Please note that putForExternalRead should never be used as a mechanism to update the cache with a new Person instance originating from application execution (i.e. from a transaction that modifies a Person’s address). When updating cached values, please use the standard put operation, otherwise the possibility of caching corrupt data is likely.

3.2. The AdvancedCache interface

In addition to the simple Cache interface, Red Hat Data Grid offers an AdvancedCache interface, geared towards extension authors. The AdvancedCache offers the ability to inject custom interceptors, access certain internal components and to apply flags to alter the default behavior of certain cache methods. The following code snippet depicts how an AdvancedCache can be obtained:

AdvancedCache advancedCache = cache.getAdvancedCache();

3.2.1. Flags

Flags are applied to regular cache methods to alter the behavior of certain methods. For a list of all available flags, and their effects, see the Flag enumeration. Flags are applied using AdvancedCache.withFlags() . This builder method can be used to apply any number of flags to a cache invocation, for example:

advancedCache.withFlags(Flag.CACHE_MODE_LOCAL, Flag.SKIP_LOCKING)
   .withFlags(Flag.FORCE_SYNCHRONOUS)
   .put("hello", "world");

3.2.2. Custom Interceptors

The AdvancedCache interface also offers advanced developers a mechanism with which to attach custom interceptors. Custom interceptors allow developers to alter the behavior of the cache API methods, and the AdvancedCache interface allows developers to attach these interceptors programmatically, at run-time. See the AdvancedCache Javadocs for more details.

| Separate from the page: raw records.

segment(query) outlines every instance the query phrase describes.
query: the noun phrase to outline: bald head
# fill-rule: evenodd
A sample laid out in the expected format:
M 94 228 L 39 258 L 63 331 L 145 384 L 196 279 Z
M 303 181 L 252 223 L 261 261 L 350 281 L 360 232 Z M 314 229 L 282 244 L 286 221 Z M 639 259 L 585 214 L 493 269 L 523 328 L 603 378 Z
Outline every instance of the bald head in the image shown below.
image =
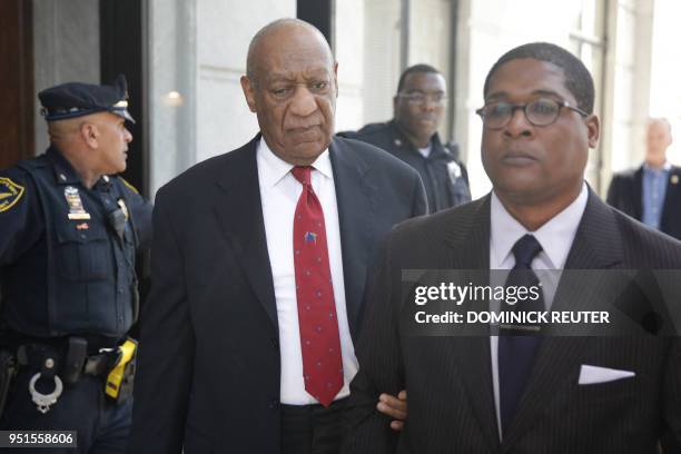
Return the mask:
M 671 125 L 665 118 L 651 118 L 645 134 L 645 162 L 660 168 L 667 161 L 667 149 L 672 142 Z
M 319 30 L 300 19 L 278 19 L 263 27 L 250 40 L 248 57 L 246 59 L 246 76 L 257 82 L 263 71 L 272 65 L 270 59 L 290 47 L 297 47 L 300 53 L 322 53 L 328 67 L 333 67 L 334 58 Z
M 277 20 L 253 38 L 241 89 L 269 149 L 286 162 L 309 166 L 330 144 L 337 69 L 324 36 L 302 20 Z

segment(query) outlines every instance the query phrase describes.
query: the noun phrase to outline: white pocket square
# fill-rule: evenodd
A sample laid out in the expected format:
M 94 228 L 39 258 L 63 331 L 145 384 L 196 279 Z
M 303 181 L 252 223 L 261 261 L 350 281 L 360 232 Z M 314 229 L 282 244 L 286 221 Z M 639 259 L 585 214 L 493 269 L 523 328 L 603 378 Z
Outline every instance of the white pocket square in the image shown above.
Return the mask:
M 635 376 L 631 371 L 620 371 L 610 367 L 590 366 L 582 364 L 580 369 L 580 385 L 594 385 L 596 383 L 614 382 L 616 379 L 630 378 Z

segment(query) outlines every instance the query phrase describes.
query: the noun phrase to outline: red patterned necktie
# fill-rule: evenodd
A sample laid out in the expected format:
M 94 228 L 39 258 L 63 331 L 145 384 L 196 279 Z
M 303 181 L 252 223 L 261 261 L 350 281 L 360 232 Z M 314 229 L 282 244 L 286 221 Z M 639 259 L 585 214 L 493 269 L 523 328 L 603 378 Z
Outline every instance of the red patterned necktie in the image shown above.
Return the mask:
M 312 187 L 310 171 L 309 166 L 292 170 L 303 184 L 294 218 L 296 298 L 305 391 L 328 406 L 343 387 L 343 362 L 324 211 Z

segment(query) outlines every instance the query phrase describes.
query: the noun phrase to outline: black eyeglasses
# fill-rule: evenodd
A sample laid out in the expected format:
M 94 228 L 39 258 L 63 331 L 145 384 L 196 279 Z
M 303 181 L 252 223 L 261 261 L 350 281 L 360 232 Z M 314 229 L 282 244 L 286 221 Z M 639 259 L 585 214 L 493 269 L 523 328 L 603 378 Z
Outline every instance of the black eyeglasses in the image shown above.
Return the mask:
M 447 102 L 447 96 L 443 92 L 437 93 L 424 93 L 422 91 L 412 91 L 408 93 L 397 93 L 398 98 L 406 99 L 408 103 L 414 106 L 425 106 L 428 99 L 434 105 L 444 105 Z
M 509 125 L 516 109 L 525 114 L 525 118 L 534 126 L 553 125 L 561 115 L 561 108 L 566 107 L 582 117 L 589 117 L 584 110 L 570 106 L 568 101 L 556 101 L 551 98 L 537 98 L 525 105 L 495 101 L 484 105 L 475 114 L 480 115 L 483 124 L 490 129 L 501 129 Z

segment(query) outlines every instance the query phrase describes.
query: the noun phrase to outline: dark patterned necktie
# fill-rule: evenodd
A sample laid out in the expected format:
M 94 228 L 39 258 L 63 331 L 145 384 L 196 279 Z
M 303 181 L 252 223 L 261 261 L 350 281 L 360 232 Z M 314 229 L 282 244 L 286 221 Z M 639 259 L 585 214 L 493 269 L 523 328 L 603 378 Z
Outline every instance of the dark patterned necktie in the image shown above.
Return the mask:
M 524 235 L 513 245 L 515 266 L 509 273 L 506 288 L 510 286 L 531 287 L 540 284 L 532 270 L 534 257 L 542 250 L 542 245 L 532 235 Z M 510 306 L 502 302 L 502 310 L 514 313 L 544 310 L 544 297 L 540 287 L 536 300 L 525 299 Z M 512 325 L 500 329 L 499 336 L 499 395 L 502 431 L 505 432 L 513 418 L 517 404 L 534 363 L 541 336 L 532 332 L 532 326 Z M 536 327 L 534 327 L 536 328 Z
M 310 171 L 310 167 L 299 166 L 292 170 L 303 184 L 294 218 L 296 298 L 305 391 L 328 406 L 343 387 L 343 362 L 324 211 L 313 190 Z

For more information on writing custom interceptors, see Custom Interceptors.

3.3. Listeners and Notifications

Red Hat Data Grid offers a listener API, where clients can register for and get notified when events take place. This annotation-driven API applies to 2 different levels: cache level events and cache manager level events.

Events trigger a notification which is dispatched to listeners. Listeners are simple POJO s annotated with @Listener and registered using the methods defined in the Listenable interface.

Note

Both Cache and CacheManager implement Listenable, which means you can attach listeners to either a cache or a cache manager, to receive either cache-level or cache manager-level notifications.

For example, the following class defines a listener to print out some information every time a new entry is added to the cache:

@Listener
public class PrintWhenAdded {

  @CacheEntryCreated
  public void print(CacheEntryCreatedEvent event) {
    System.out.println("New entry " + event.getKey() + " created in the cache");
  }

}

For more comprehensive examples, please see the Javadocs for @Listener.

3.3.1. Cache-level notifications

Cache-level events occur on a per-cache basis, and by default are only raised on nodes where the events occur. Note in a distributed cache these events are only raised on the owners of data being affected. Examples of cache-level events are entries being added, removed, modified, etc. These events trigger notifications to listeners registered to a specific cache.

Please see the Javadocs on the org.infinispan.notifications.cachelistener.annotation package for a comprehensive list of all cache-level notifications, and their respective method-level annotations.

Note

Please refer to the Javadocs on the org.infinispan.notifications.cachelistener.annotation package for the list of cache-level notifications available in Red Hat Data Grid.

3.3.1.1. Cluster Listeners

The cluster listeners should be used when it is desirable to listen to the cache events on a single node.

To do so all that is required is set to annotate your listener as being clustered.

@Listener (clustered = true)
public class MyClusterListener { .... }

There are some limitations to cluster listeners from a non clustered listener.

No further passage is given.